SÃO PAULO, SP, 25 de março (Folhapress) - Em debate sobre os 50 anos do golpe de 1964 promovido ontem pela Folha de S.Paulo, na capital paulista, os três expositores convidados concordaram num aspecto: a ideia de que a ditadura militar promoveu uma modernização de caráter conservador no capitalismo brasileiro. Em todo o resto houve discordância.

De um lado, a jornalista Mariluce Moura, atual diretora de redação da revista "Pesquisa Fapesp", ex-integrante da Ação Popular, grupo de esquerda de influência católica que combatia o regime. Do outro, o general da reserva Luiz Eduardo Rocha Paiva, professor emérito da Escola de Comando e Estado-Maior do Exército. E entre os dois, prometendo fazer uma análise com "mais distanciamento", o historiador Rodrigo Patto Sá Motta, pesquisador da UFMG (Universidade Federal de Minas Gerais) e autor de livros e artigos sobre o período.
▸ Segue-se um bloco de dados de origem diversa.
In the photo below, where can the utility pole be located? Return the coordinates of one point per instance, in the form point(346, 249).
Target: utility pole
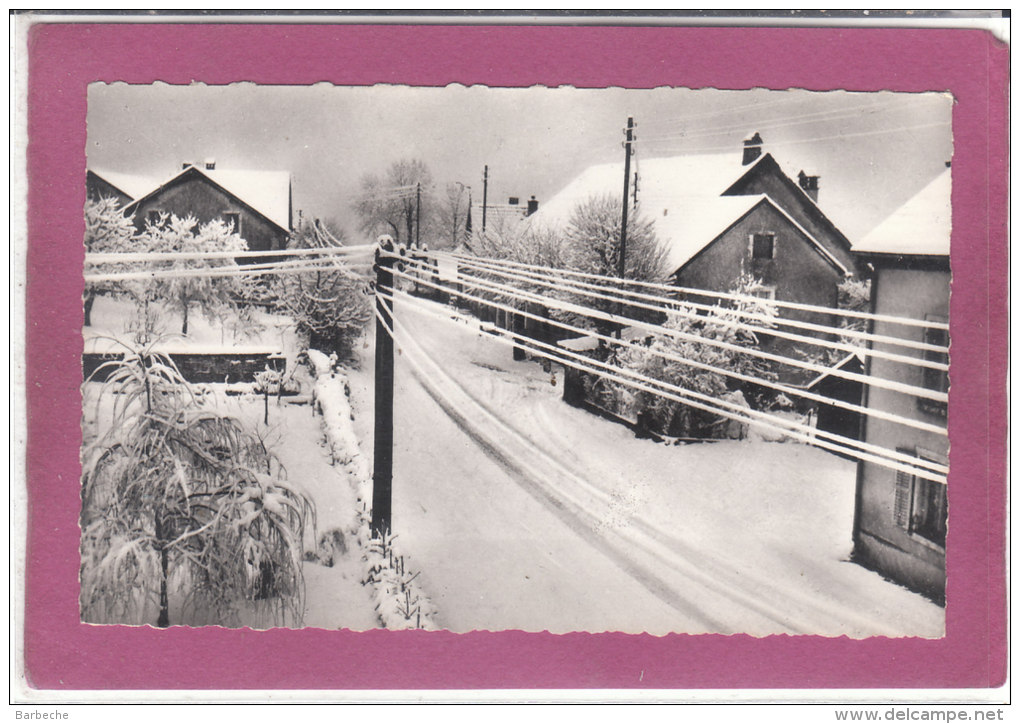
point(417, 217)
point(621, 268)
point(622, 261)
point(485, 198)
point(383, 463)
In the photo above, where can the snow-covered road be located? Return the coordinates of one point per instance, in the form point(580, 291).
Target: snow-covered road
point(524, 513)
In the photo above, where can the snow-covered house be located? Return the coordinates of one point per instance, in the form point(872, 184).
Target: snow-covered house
point(257, 203)
point(502, 217)
point(101, 184)
point(900, 522)
point(723, 215)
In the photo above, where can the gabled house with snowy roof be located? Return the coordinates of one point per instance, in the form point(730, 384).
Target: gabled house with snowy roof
point(723, 215)
point(258, 204)
point(101, 184)
point(900, 523)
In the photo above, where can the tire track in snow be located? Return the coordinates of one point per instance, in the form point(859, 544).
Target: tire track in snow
point(813, 616)
point(582, 519)
point(791, 611)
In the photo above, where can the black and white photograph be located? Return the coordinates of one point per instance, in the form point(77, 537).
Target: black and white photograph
point(542, 359)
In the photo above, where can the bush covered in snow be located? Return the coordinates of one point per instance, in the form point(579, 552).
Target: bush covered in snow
point(107, 229)
point(213, 296)
point(187, 518)
point(330, 306)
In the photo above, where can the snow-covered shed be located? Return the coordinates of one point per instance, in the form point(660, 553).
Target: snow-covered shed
point(257, 203)
point(901, 520)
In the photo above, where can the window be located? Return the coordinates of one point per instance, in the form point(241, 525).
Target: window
point(936, 379)
point(233, 220)
point(155, 217)
point(920, 505)
point(762, 246)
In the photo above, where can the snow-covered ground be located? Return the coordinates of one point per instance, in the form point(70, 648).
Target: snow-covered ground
point(524, 513)
point(335, 597)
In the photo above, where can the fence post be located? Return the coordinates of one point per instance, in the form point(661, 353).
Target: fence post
point(383, 459)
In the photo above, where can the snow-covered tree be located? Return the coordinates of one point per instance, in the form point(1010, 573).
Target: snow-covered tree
point(107, 230)
point(686, 329)
point(594, 247)
point(211, 295)
point(451, 217)
point(329, 306)
point(187, 518)
point(389, 204)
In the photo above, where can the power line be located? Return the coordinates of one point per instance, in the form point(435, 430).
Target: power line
point(893, 385)
point(132, 257)
point(815, 139)
point(864, 451)
point(672, 289)
point(676, 307)
point(778, 386)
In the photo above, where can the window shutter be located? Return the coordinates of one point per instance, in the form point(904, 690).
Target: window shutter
point(901, 504)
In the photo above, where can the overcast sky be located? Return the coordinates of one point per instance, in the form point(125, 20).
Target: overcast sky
point(872, 151)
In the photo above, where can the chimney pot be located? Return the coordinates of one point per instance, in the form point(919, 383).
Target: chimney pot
point(752, 149)
point(809, 185)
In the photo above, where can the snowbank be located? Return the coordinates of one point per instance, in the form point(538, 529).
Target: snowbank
point(399, 599)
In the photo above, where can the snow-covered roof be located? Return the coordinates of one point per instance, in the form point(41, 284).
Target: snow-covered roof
point(266, 192)
point(919, 226)
point(680, 195)
point(133, 185)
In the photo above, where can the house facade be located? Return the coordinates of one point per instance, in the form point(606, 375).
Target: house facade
point(901, 519)
point(257, 204)
point(725, 215)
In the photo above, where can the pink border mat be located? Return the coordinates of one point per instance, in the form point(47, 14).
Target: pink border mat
point(63, 58)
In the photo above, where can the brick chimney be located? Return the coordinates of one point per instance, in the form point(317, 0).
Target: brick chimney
point(752, 149)
point(809, 184)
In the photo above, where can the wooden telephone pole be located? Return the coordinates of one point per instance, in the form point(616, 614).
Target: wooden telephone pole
point(417, 218)
point(485, 198)
point(383, 462)
point(621, 265)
Na maior parte do tempo o debate ficou polarizado entre Marluce e Paiva. A jornalista começou sua exposição dizendo que, no início de sua gravidez, aos 22 anos, foi sequestrada, presa e torturada por representantes do Estado. Lembrou também de seu marido, Gildo Macedo Lacerda, que foi assassinado na tortura dentro de um quartel do Exército em 1973. "Jamais devolveram o corpo, jamais explicaram ou justificaram a ocultação do cadáver", disse. Reclamando o direito de obter informações "insofismáveis" a respeito, afirmou: "Jamais pudemos nós, os familiares, cumprir o rito civilizado de dar enterro a quem amávamos".

Em sua primeira fala, Paiva fez uma defesa enfática do regime militar. "Em 1964, eu vi todo o encaminhar do golpe que estava se armando para transformar o Brasil num país feito Cuba ou União Soviética ou China." O militar listou nomes de algumas pessoas mortas em consequência de ações da luta armada "que nunca são lembradas ou indenizadas". E afirmou que o regime era "autoritário, mas não totalitário", pois manteve o Congresso aberto a maior parte do tempo e autorizou o funcionamento de um partido de oposição, o MDB. Sem citar a censura, afirmou também que "periódicos, músicas de protesto, festivais de canção, grupos e peças teatrais criticavam o governo".

Dirigindo-se a Mariluce, o general afirmou: "Eu lamento, sim, pelas famílias dos militantes mortos e desaparecidos. A senhora tem todo o direito de ter o corpo de seu marido. Mas eu lamento muito mais pelas 119 vítimas [da luta armada]".

As 119 vítimas citadas por Paiva são de um levantamento feito pelo coronel reformado Carlos Alberto Brilhante Ustra, que chefiou o DOI de São Paulo nos anos 70. Inclui policiais e militares mortos em combate, pessoas comuns atingidas em tiroteios e casos em que a responsabilidade da esquerda é duvidosa.

Rodrigo Patto Sá Motta procurou mostrar que, durante a ditadura, o Brasil se modernizou do ponto de vista econômico, tecnológico e industrial. Citou ainda a estruturação do sistema brasileiro de pós-graduação nas universidades. Mas afirmou que "toda essa modernização poderia ter sido alcançada num regime democrático".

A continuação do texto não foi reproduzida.